Словом, после той первой бомбежки беженцы, все как один, бросились в долину посмотреть, целы ли их дома, и почти все вернулись с хорошей вестью, что дома их уцелели и вообще разрушения в городе не так ужасны, как казалось поначалу. Правда, было двое убитых: старик нищий, спавший в разрушенном доме на окраине города, и, как это ни удивительно, тот фашист, который прозывался Обезьянка и угрожал нам ружьем, когда мы жили у Кончетты. Обезьянка умер, как и жил: в то утро, благо была хорошая погода, он пошел в Фонди и взломал железную штору одной галантерейной лавки. В дом попала бомба, и Обезьянку нашли под обломками среди мотков тесьмы и рассыпанных пуговиц — в руке он еще сжимал какую-то украденную вещь. Я сказала Розетте:

— Ну что ж, если умирают такие люди, как этот фашист, то мы только должны сказать войне спасибо.

Но я удивилась, увидев, как по лицу у нее текут слезы, и услышав ее ответ:

— Не надо так говорить, мама… он такой же несчастный, как и все.

А вечером Розетта вздумала молиться за него, за спасение его души, хотя душа его была еще черней, чем та черная рубашка, что была на нем, когда его убило бомбой.

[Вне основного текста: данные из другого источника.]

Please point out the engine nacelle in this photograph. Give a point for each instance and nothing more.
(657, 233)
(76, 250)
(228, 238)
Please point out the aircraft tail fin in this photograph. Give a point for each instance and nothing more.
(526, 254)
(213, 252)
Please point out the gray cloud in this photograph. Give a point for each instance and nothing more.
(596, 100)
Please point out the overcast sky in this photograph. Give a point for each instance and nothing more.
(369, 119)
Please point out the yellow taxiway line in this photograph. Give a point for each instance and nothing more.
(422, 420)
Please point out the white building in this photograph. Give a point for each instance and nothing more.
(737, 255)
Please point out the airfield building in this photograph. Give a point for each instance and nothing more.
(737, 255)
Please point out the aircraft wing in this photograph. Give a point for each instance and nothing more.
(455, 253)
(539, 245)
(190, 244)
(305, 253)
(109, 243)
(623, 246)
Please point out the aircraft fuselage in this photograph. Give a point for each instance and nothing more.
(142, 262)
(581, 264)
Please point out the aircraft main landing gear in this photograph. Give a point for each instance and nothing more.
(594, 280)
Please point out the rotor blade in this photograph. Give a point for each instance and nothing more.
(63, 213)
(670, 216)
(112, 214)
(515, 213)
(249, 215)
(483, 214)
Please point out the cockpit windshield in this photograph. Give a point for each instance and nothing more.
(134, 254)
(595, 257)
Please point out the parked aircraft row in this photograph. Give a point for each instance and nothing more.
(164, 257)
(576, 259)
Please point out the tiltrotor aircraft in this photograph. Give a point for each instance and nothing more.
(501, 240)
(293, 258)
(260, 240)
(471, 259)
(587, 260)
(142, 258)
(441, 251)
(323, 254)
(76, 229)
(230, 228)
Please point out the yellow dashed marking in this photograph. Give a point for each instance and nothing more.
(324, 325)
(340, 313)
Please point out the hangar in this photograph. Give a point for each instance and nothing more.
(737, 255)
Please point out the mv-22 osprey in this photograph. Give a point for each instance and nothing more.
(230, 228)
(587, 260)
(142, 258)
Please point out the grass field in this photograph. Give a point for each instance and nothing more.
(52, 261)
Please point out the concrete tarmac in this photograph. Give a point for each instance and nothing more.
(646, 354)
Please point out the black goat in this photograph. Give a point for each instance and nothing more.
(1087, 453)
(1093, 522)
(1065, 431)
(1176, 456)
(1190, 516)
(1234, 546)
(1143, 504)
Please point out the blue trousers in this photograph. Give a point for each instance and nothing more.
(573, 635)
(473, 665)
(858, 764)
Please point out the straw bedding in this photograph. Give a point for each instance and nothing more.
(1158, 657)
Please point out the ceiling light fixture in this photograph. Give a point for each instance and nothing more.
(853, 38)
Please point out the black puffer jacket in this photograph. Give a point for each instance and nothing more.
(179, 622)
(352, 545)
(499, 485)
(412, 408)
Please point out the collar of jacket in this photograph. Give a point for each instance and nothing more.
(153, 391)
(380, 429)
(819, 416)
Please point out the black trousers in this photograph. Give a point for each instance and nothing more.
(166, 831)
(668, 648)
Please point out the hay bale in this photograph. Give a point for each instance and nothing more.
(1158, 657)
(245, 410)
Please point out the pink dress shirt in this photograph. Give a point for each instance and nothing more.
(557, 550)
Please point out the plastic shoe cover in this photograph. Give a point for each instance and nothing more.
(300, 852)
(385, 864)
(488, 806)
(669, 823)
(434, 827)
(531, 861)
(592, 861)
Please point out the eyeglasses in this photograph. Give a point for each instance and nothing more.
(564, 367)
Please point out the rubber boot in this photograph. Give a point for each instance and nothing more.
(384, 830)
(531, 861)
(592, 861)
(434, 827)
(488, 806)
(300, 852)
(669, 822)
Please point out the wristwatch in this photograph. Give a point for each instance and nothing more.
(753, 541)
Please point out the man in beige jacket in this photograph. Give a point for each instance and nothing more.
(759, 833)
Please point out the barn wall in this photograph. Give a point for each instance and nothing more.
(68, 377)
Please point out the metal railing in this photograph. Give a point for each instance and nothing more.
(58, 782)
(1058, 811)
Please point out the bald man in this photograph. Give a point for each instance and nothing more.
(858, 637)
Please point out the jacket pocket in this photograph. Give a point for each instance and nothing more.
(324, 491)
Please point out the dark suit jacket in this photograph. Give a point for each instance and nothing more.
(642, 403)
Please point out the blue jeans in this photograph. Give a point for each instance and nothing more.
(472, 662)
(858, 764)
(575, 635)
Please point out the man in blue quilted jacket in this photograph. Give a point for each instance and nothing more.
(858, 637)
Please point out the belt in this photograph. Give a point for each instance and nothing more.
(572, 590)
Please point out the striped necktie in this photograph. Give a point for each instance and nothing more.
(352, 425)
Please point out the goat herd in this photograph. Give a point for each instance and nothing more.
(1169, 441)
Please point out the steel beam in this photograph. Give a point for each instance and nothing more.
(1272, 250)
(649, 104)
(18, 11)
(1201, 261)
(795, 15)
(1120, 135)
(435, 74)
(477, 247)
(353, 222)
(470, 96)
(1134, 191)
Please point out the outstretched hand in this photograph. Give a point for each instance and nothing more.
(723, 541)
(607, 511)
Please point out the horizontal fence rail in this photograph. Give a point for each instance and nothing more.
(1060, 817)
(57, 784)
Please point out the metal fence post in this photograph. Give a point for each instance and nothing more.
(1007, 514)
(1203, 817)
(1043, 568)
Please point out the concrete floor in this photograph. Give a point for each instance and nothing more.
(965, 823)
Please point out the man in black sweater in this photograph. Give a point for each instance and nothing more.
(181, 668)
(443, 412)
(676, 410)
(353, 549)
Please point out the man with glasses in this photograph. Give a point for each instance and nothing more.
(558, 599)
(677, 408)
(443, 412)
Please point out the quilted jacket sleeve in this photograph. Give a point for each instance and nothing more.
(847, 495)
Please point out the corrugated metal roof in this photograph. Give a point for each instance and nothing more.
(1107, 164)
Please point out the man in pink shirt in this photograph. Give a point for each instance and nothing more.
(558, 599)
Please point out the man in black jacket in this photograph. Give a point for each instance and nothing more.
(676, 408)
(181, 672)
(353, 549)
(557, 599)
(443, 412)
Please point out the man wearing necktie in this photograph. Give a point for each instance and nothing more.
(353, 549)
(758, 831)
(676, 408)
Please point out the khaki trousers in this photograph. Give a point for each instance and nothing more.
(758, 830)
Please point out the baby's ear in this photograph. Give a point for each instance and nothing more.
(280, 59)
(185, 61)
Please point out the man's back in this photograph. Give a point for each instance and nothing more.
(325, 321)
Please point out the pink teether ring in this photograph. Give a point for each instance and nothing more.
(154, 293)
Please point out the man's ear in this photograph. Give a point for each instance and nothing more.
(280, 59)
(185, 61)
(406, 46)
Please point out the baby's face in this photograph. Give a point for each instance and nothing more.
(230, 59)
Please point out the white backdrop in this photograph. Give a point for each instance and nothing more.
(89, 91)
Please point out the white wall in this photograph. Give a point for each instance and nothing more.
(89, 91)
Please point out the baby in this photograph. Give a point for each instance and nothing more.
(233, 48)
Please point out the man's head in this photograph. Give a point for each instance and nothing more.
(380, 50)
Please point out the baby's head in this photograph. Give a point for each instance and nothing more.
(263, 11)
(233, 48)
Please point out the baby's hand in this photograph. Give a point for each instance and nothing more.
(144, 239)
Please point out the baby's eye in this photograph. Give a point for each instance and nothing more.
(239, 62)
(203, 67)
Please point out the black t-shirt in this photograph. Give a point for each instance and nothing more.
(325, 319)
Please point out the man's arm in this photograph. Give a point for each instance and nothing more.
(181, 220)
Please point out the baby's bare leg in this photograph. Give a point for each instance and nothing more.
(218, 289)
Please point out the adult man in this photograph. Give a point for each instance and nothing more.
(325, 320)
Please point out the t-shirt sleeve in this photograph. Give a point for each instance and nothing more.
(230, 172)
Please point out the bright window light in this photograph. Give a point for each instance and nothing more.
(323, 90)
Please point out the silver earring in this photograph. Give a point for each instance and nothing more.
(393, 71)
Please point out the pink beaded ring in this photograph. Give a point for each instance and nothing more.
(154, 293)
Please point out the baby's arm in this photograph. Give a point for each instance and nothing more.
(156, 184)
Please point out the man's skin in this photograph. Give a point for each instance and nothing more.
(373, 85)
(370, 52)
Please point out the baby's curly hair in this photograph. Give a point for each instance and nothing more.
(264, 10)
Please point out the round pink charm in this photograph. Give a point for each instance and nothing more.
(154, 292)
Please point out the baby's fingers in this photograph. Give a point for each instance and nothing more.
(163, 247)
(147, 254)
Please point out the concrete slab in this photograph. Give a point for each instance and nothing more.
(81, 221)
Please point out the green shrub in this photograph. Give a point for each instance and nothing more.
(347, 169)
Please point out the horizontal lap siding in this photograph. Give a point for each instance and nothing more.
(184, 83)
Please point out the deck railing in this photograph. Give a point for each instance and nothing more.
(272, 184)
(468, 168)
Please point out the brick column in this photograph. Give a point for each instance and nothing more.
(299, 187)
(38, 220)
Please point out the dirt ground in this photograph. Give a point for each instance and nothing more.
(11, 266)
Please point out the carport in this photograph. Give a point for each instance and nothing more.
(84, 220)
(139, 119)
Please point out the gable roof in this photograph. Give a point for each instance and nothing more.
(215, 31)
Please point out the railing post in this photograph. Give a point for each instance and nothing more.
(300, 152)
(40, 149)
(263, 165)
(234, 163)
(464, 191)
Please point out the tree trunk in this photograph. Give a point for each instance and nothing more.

Забыла сказать я, что в те дни был еще один покойник — Томмазино. Я хорошо знаю, как и почему он умер, — была я вместе с ним, когда произошло то, что было причиной его смерти. Несмотря на дождь, холод и непролазную грязь, он продолжал все это время торговать. Покупал он продукты у крестьян, у немцев, у фашистов и потом перепродавал их беженцам. Продуктов теперь стало мало, но он все ловчил и где-то раздобывал соль, табак, апельсины, яйца. Конечно, он сильно взвинтил цены и, насколько я знаю, здорово наживался. Целыми днями он бродил по долине, не обращая внимания на опасность, и не потому, что был смельчаком, а потому, что деньги были ему дороже собственной шкуры. Ходил он небритый, в подвернутых выше щиколоток рваных брюках, всегда в забрызганных грязью ботинках — ни дать ни взять Вечный жид. Семью он давно поселил у каких-то крестьян, обитавших еще выше по склону, чем Париде, а тем, кто спрашивал его, почему он не живет с семьей, отвечал:

— Торговля у меня, хочу торговать до самой последней минуты.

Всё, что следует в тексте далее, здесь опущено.